Figure 2. Inman et. al., Cancer 2007 [2]
In addition, work from Johns Hopkins and other centers have demonstrated that low PD-L1 expression and the presence of CD8+ (killer) T-cells in a tumor specimen may portend a better prognosis – as it indicates that the immune system is functional and fighting off the cancer cells.

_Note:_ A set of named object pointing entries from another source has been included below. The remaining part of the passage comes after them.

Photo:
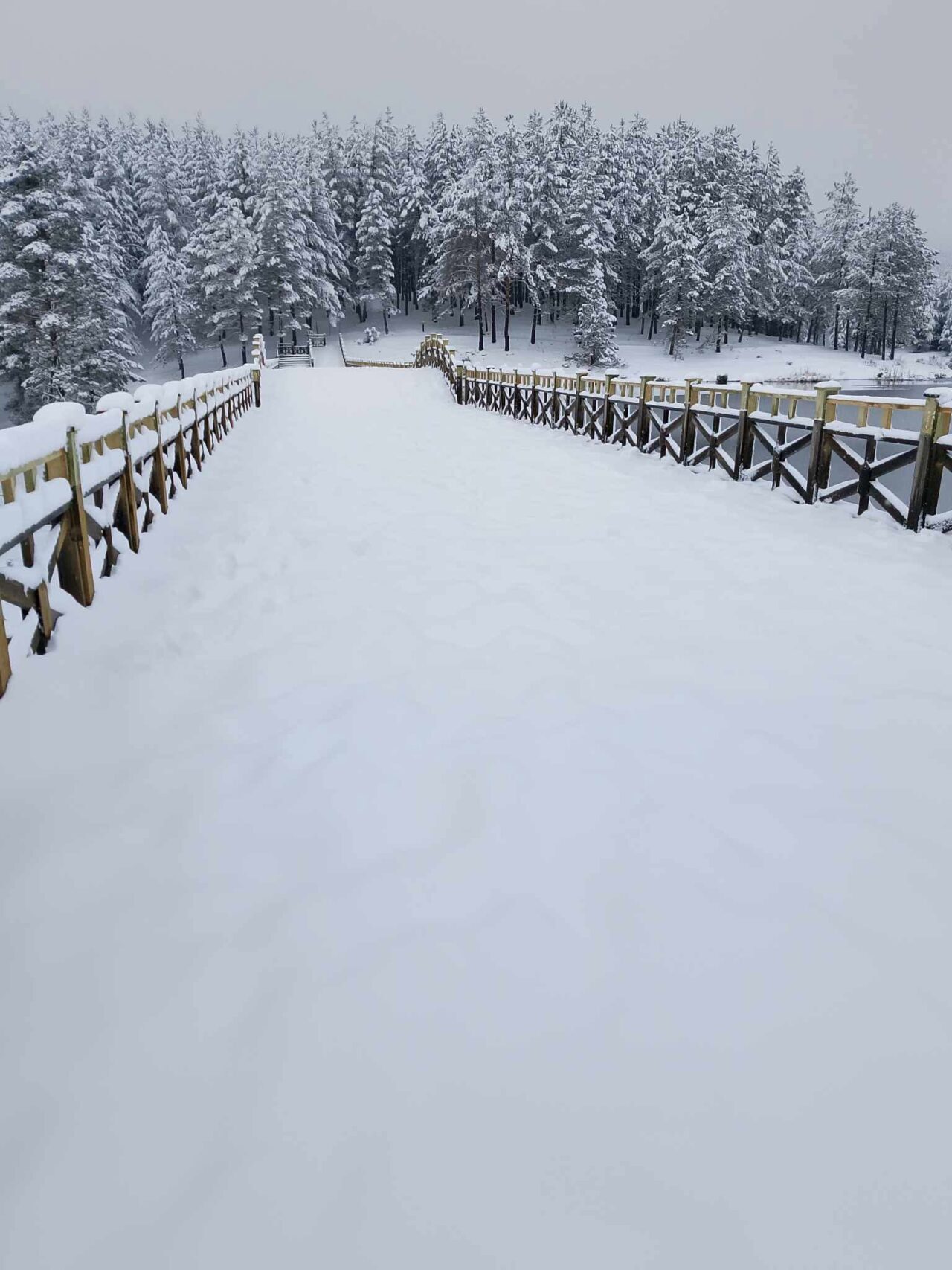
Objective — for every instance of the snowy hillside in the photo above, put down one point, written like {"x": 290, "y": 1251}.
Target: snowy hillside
{"x": 460, "y": 845}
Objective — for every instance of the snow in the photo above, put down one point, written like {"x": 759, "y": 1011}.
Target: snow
{"x": 463, "y": 845}
{"x": 757, "y": 359}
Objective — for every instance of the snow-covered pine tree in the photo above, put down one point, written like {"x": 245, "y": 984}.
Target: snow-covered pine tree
{"x": 587, "y": 269}
{"x": 796, "y": 290}
{"x": 509, "y": 199}
{"x": 725, "y": 258}
{"x": 375, "y": 262}
{"x": 833, "y": 251}
{"x": 328, "y": 260}
{"x": 170, "y": 298}
{"x": 289, "y": 278}
{"x": 62, "y": 332}
{"x": 411, "y": 217}
{"x": 546, "y": 196}
{"x": 628, "y": 154}
{"x": 463, "y": 269}
{"x": 230, "y": 276}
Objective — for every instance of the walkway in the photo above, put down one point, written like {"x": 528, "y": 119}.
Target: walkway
{"x": 456, "y": 845}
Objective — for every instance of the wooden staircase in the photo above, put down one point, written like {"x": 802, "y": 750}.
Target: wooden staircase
{"x": 295, "y": 355}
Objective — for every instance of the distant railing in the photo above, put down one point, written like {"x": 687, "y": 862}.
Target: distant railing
{"x": 745, "y": 429}
{"x": 77, "y": 490}
{"x": 393, "y": 366}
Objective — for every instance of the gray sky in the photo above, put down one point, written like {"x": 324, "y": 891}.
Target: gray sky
{"x": 837, "y": 84}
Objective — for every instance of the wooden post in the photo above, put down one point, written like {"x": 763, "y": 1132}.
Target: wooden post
{"x": 745, "y": 437}
{"x": 817, "y": 474}
{"x": 687, "y": 429}
{"x": 160, "y": 481}
{"x": 927, "y": 474}
{"x": 579, "y": 377}
{"x": 127, "y": 508}
{"x": 181, "y": 461}
{"x": 5, "y": 671}
{"x": 607, "y": 417}
{"x": 644, "y": 429}
{"x": 75, "y": 565}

Unmet Needs and Future Directions for research and therapy

There are many unanswered questions when considering immunotherapy for urothelial cancer. For instance,
  • What are the target antigen(s) when BCG results in cure?
  • Besides PD-1 /PD-L1, what are the other mechanisms of escape in urothelial cancer?
  • Does chemotherapy promote or prohibit an anti-urothelial cancer immune response?
  • Do the epigenetic changes in urothelial cancer render it more or less immunologically sensitive?
  • Would combination therapies including chemotherapy, immunotherapy and even radiation therapy results in more durable responses?
    • And what is appropriate timing/sequence of therapy?
To answer these questions and others, researchers at the Brady Urological Institute at Johns Hopkins are developing a genetically engineered mouse model to study combination immunotherapy, chemotherapy and radiation therapy for the treatment of urothelial cancer.


Summary

  • Cancer immunotherapy is a rapidly advancing field of both clinical and pre-clinical study, and progress in this area has been especially strong in genitourinary cancers.
  • The future of immunotherapy will most likely involve combination approaches, including surgery, immune checkpoint blockade, radiation therapy, conventional chemotherapy.

 

This blog was extracted from "Landscape of Immunotherapy for Urothelial Carcinoma," given by Trinity J. Bivalacqua, MD, PhD; Associate Professor of Urology, Surgery, and Oncology and Director of Urologic Oncology at the Johns Hopkins Medical Institutions and Sidney Kimmel Comprehensive Cancer Center (SKCCC) at the 9th Annual BCAN (Bladder Cancer Advocacy Network) Think Tank in San Diego, California, August 7-9, 2014.

 



 


 

REFERENCES
[1] Dunn GP1, Old LJ, Schreiber RD. The immunobiology of cancer immunosurveillance and immunoediting. Immunity. 2004 Aug;21(2):137-48.
[2] Inman BA, Sebo TJ, Frigola X, Dong H, Bergstralh EJ, Frank I, Fradet Y, Lacombe L, Kwon ED. PD-L1 (B7-H1) expression by urothelial carcinoma of the bladder and BCG-induced granulomata: associations with localized stage progression. Cancer. 2007 Apr 15;109(8):1499-505.
[3] Boorjian SA, Sheinin Y, Crispen PL, Farmer SA, Lohse CM, Kuntz SM, Leibovich BC, Kwon ED, Frank I. T-cell coregulatory molecule expression in urothelial cell carcinoma: clinicopathologic correlations and association with survival. Clin Cancer Res. 2008 Aug 1;14(15):4800-8. doi: 10.1158/1078-0432.CCR-08-0731.